Walgreens Boots Alliance has offered extra shares of drug distributor Cencora for proceeds of about $1.1 billion, which might be used “primarily for debt paydown and common company functions.”
The inventory sale, which comes as chief govt officer Tim Wentworth works on a monetary turnaround of the long-lasting drugstore chain, brings Walgreens stake in Cencora right down to 10% from 12%.

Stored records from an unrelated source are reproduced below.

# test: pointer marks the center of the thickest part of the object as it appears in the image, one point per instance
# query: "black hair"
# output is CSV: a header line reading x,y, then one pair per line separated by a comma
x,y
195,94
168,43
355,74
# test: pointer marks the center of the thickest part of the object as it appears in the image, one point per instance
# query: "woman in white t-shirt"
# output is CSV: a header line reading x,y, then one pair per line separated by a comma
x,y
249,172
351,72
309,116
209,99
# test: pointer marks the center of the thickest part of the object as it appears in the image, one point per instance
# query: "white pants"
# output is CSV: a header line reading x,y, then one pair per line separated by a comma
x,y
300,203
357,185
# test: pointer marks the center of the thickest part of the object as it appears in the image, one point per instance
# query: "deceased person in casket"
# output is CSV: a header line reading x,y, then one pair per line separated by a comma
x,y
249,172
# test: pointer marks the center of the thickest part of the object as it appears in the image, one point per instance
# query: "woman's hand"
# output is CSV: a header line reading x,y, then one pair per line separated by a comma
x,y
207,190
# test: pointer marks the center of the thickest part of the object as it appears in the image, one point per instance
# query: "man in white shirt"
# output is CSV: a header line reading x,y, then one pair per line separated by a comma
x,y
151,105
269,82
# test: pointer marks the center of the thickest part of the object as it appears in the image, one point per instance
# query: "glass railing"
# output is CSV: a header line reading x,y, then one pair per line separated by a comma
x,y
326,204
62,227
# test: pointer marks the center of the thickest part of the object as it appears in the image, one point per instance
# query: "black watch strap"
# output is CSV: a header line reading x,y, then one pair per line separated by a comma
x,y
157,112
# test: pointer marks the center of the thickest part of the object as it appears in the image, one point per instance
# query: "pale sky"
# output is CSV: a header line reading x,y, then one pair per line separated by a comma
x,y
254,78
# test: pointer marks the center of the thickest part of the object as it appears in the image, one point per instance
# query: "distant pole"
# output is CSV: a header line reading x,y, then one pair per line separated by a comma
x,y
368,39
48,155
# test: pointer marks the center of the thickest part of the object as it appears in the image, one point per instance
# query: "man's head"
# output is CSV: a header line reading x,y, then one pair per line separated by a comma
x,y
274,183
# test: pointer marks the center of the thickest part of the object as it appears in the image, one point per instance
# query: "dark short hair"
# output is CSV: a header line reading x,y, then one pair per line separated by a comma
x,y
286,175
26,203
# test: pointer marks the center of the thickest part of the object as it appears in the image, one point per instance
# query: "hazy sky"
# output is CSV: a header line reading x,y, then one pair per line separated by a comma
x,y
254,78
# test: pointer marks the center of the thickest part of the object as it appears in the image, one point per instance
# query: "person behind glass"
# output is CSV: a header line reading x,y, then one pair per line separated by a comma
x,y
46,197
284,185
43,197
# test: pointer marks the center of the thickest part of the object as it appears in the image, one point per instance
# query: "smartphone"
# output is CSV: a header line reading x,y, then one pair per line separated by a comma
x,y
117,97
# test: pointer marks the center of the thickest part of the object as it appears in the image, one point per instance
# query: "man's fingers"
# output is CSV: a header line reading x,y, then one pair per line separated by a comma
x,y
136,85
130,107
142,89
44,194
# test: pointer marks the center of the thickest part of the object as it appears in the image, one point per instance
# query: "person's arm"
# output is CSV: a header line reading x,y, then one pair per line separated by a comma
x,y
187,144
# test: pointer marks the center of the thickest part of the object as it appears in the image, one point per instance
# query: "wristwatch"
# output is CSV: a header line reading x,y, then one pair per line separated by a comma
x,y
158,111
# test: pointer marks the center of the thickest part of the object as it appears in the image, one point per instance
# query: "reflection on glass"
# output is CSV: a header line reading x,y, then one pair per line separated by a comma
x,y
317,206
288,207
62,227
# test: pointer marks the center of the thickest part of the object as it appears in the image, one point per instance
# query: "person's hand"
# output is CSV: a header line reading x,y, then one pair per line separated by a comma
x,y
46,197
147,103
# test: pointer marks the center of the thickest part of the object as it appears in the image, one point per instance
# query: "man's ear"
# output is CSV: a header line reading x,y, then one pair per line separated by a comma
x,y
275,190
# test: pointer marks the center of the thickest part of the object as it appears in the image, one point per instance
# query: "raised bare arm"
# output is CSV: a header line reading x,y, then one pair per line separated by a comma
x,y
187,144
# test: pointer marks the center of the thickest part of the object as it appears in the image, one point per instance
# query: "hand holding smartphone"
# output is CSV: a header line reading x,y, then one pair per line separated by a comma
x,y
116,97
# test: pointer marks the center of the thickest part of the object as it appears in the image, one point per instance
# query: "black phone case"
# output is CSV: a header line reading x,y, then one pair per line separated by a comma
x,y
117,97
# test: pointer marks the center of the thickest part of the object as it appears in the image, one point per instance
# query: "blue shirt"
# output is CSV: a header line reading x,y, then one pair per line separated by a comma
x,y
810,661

“Proceeds to Walgreens Boots Alliance might be used primarily for debt paydown and common company functions, as the corporate continues to construct out a extra capital-efficient well being providers technique rooted in its retail pharmacy footprint,” Walgreens stated in an announcement launched Thursday night. “The sale has no influence to the long-term partnership between the 2 corporations. Walgreens Boots Alliance stays absolutely dedicated to the strategic, mutually helpful relationship with Cencora, which has been a powerful and trusted companion since 2013.”
Walgreens started decreasing its stake within the distributor, previously often known as AmerisourceBergen, and different companies within the final three years to lift cash for different priorities such because the creation of a brand new specialty pharmacy enterprise in addition to placing extra healthcare providers in its shops. Walgreens earlier this 12 months offered extra inventory in Cencora valued at greater than $990 million and in Could offered extra inventory valued at $400 million.
In the meantime, the corporate in June stated it was contemplating closing lots of of “underperforming” shops. To show issues round, Walgreens disclosed it was finalizing a “footprint optimization program” to shut sure underperforming shops of the corporate’s greater than 8,600 U.S. places. Manmohan Mahajan, Walgreens govt vice chairman and international chief monetary officer, stated “25% is the general footprint” that executives are evaluating for potential closure.